Registering a barcode font (RegisterFont symbology overload)
A five-parameter overload of RegisterFont additionally couples the font asset to a
1D barcode symbology, marking it as a barcode font — see the
Barcodes guide for how a coupled font's runs are then auto-encoded
at render time.
Signature (Access = Public on PageworksRegistry):
procedure RegisterFont(Name: Code[50]; StyleVariant: Enum PageworksFontStyleVariant; var FontData: Codeunit "Temp Blob"; Description: Text[100]; Symbology: Enum PageworksBarcodeSymbology)
This is a non-breaking addition — the four-parameter overload above is unchanged and
still registers ordinary text fonts (Symbology defaults to None). Every other rule
above (one call per family/style-variant, idempotency, tenant-override precedence,
content validation, licensing responsibility) applies identically; the only difference
is the extra Symbology value stored alongside the font asset.
8. Extension point 7 — Invoking validation
Call the public PageworksValidator codeunit (codeunit 71179690) to check a
template before deployment — from your own tooling, a test, or a custom page action.
It never throws for template problems; every outcome comes back as a finding row.
procedure Validate(TemplateText: Text; ReportId: Integer; var Finding: Record PageworksFinding temporary)
var
Validator: Codeunit PageworksValidator;
Finding: Record PageworksFinding temporary;
TemplateText: Text;
begin
TemplateText := GetMyTemplateText();
// ReportId <> 0 also resolves {{...}} bindings against that report's real dataset
// (this executes the report's OnPreReport/trigger code — only pass reports that are
// safe to run outside their normal invocation context). Pass 0 to skip binding
// checks, e.g. when validating a partial in isolation.
Validator.Validate(TemplateText, Report::CustomerListPageworks, Finding);
if Finding.FindSet() then
repeat
case Finding.Severity of
Finding.Severity::Error:
Message('%1 (%2) at %3', Finding.Message, Finding.Code, Finding.Location);
Finding.Severity::Warning:
Message('Warning %1 (%2) at %3', Finding.Message, Finding.Code, Finding.Location);
end;
until Finding.Next() = 0;
end;
PageworksFinding (table 71179677, Access = Public, Extensible = false,
temporary) fields you read: EntryNo, Severity, Code, Message, Location. Its
Add() procedure is internal — it is the engine's own insertion point, not part of
your contract; you only ever read rows the engine populates.

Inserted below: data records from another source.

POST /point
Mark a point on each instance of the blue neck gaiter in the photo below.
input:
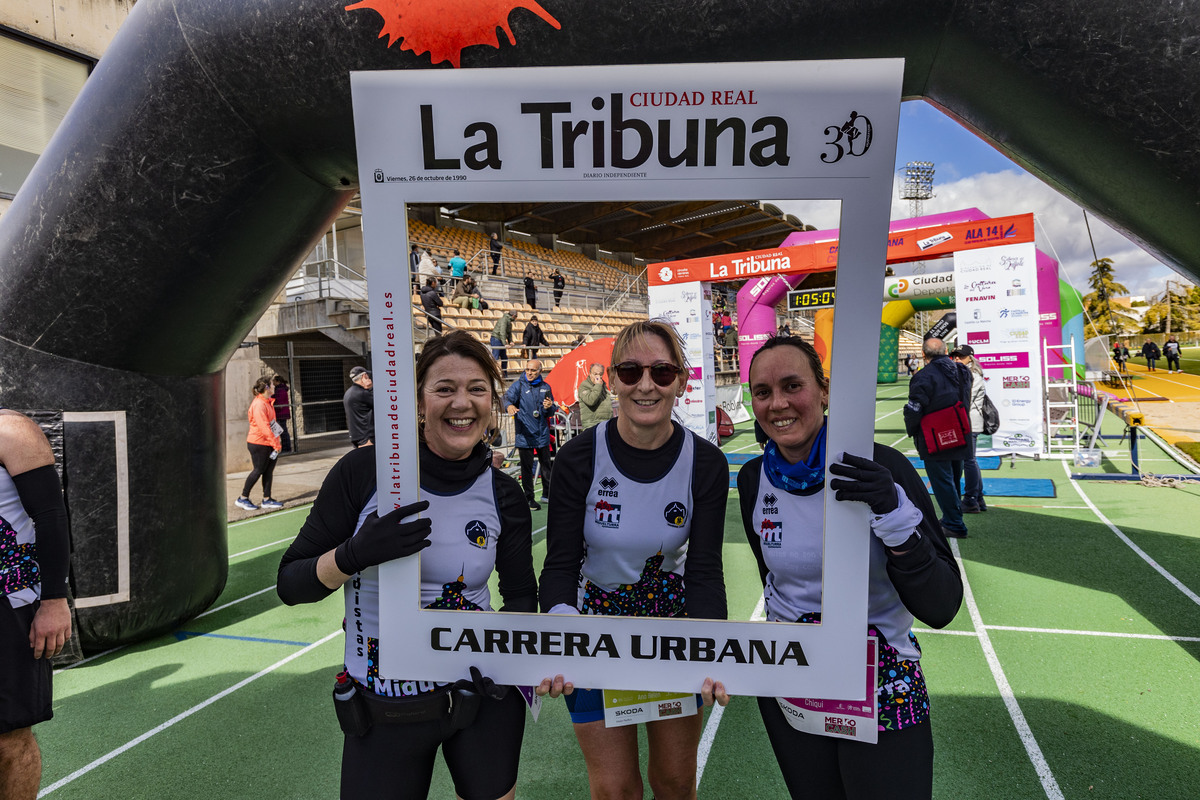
(793, 477)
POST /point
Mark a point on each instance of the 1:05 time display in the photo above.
(810, 299)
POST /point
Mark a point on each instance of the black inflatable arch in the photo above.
(214, 144)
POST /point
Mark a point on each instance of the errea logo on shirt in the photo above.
(477, 533)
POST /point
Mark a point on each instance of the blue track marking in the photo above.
(1013, 487)
(985, 462)
(187, 635)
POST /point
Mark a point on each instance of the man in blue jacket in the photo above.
(942, 383)
(532, 402)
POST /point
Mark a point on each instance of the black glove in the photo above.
(480, 684)
(383, 539)
(869, 483)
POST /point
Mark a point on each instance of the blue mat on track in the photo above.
(1013, 487)
(985, 462)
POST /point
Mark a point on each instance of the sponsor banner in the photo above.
(940, 240)
(623, 708)
(999, 318)
(730, 398)
(930, 284)
(736, 266)
(792, 130)
(1003, 360)
(840, 719)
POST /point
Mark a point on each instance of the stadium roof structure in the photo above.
(655, 232)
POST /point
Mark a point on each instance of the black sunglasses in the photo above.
(664, 374)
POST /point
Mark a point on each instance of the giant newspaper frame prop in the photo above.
(817, 130)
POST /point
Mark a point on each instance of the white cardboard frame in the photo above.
(827, 106)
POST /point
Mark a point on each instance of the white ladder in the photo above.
(1060, 397)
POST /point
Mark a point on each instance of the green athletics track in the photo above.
(1071, 671)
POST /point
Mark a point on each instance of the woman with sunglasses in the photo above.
(345, 540)
(635, 529)
(912, 575)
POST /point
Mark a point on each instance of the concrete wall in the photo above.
(84, 26)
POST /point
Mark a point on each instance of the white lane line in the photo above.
(234, 602)
(262, 547)
(1145, 557)
(179, 717)
(1049, 785)
(1056, 631)
(714, 717)
(1157, 637)
(211, 611)
(264, 516)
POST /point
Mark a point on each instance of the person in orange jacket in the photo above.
(264, 445)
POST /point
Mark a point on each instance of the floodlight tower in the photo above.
(918, 185)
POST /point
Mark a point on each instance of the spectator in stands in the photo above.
(497, 246)
(431, 300)
(532, 404)
(1171, 350)
(414, 268)
(427, 268)
(466, 294)
(533, 338)
(559, 284)
(457, 269)
(358, 402)
(531, 292)
(502, 336)
(282, 400)
(595, 402)
(1151, 354)
(1120, 355)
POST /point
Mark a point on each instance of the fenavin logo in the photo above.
(445, 28)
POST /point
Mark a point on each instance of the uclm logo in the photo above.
(445, 28)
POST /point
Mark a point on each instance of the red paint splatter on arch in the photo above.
(444, 28)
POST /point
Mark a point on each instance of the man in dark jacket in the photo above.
(942, 383)
(531, 290)
(532, 402)
(533, 337)
(502, 336)
(359, 405)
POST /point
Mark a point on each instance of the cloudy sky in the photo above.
(972, 174)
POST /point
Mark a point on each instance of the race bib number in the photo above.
(630, 708)
(843, 719)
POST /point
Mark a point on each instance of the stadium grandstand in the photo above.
(319, 328)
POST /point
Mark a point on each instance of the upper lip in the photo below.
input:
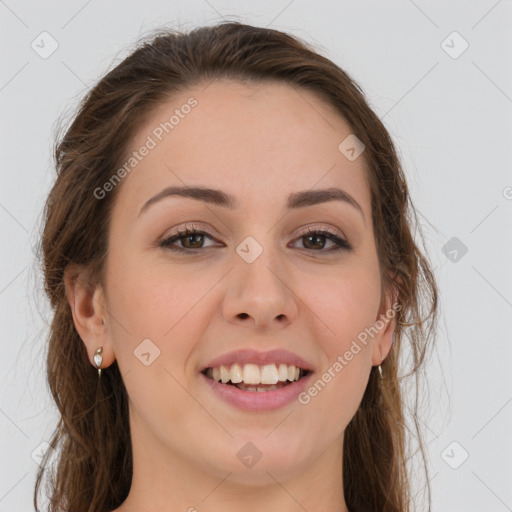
(249, 356)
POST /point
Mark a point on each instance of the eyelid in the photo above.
(333, 235)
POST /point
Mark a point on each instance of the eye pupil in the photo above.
(190, 237)
(315, 237)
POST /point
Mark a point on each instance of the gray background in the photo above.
(450, 115)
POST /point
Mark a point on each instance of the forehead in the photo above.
(254, 140)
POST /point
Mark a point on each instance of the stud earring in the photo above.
(98, 359)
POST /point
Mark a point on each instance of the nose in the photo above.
(260, 294)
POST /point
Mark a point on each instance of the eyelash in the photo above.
(188, 231)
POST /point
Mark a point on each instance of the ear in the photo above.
(385, 323)
(90, 316)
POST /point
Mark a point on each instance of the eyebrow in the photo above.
(219, 198)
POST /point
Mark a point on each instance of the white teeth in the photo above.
(252, 374)
(269, 374)
(236, 373)
(225, 374)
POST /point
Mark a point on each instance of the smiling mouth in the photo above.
(254, 378)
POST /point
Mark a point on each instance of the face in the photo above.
(253, 279)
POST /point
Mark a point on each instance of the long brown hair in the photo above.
(94, 464)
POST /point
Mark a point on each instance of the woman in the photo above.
(228, 250)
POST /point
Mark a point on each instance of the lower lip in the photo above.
(258, 400)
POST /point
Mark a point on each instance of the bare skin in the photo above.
(258, 143)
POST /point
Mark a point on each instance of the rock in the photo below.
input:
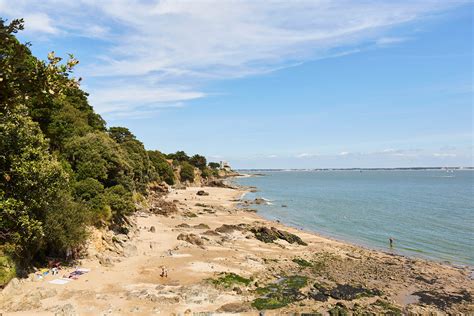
(201, 226)
(227, 229)
(211, 233)
(289, 237)
(13, 285)
(192, 239)
(264, 234)
(235, 307)
(130, 250)
(158, 187)
(64, 310)
(162, 207)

PageworksFindingSeverity (enum 71179676, Access = Public, Extensible = false)
has exactly two values:
| Value | Ordinal | Meaning |
|---|---|---|
Error | 0 | Rendering this template will fail with the same code. Must be fixed before deployment. |
Warning | 1 | Renders, but with documented degradation (e.g. character substitution, a keep-together group breaking across pages). |
Both types are shipped closed (Extensible = false) by design — do not build logic that
assumes either can be extended.
9. Stability & versioning
PageworksRegistry, PageworksValidator, PageworksFinding,
PageworksFindingSeverity, and the reportlayout/pageworks MIME-type wiring
contract are the entirety of the engine's public surface and are covered by
API stability promise — read it for what counts as breaking vs. non-breaking and
the obsoletion process. Version compatibility (what a Major/Minor/hotfix bump may
contain) is covered by Versioning policy. Neither is restated here; both apply
to every signature and contract shown in this document.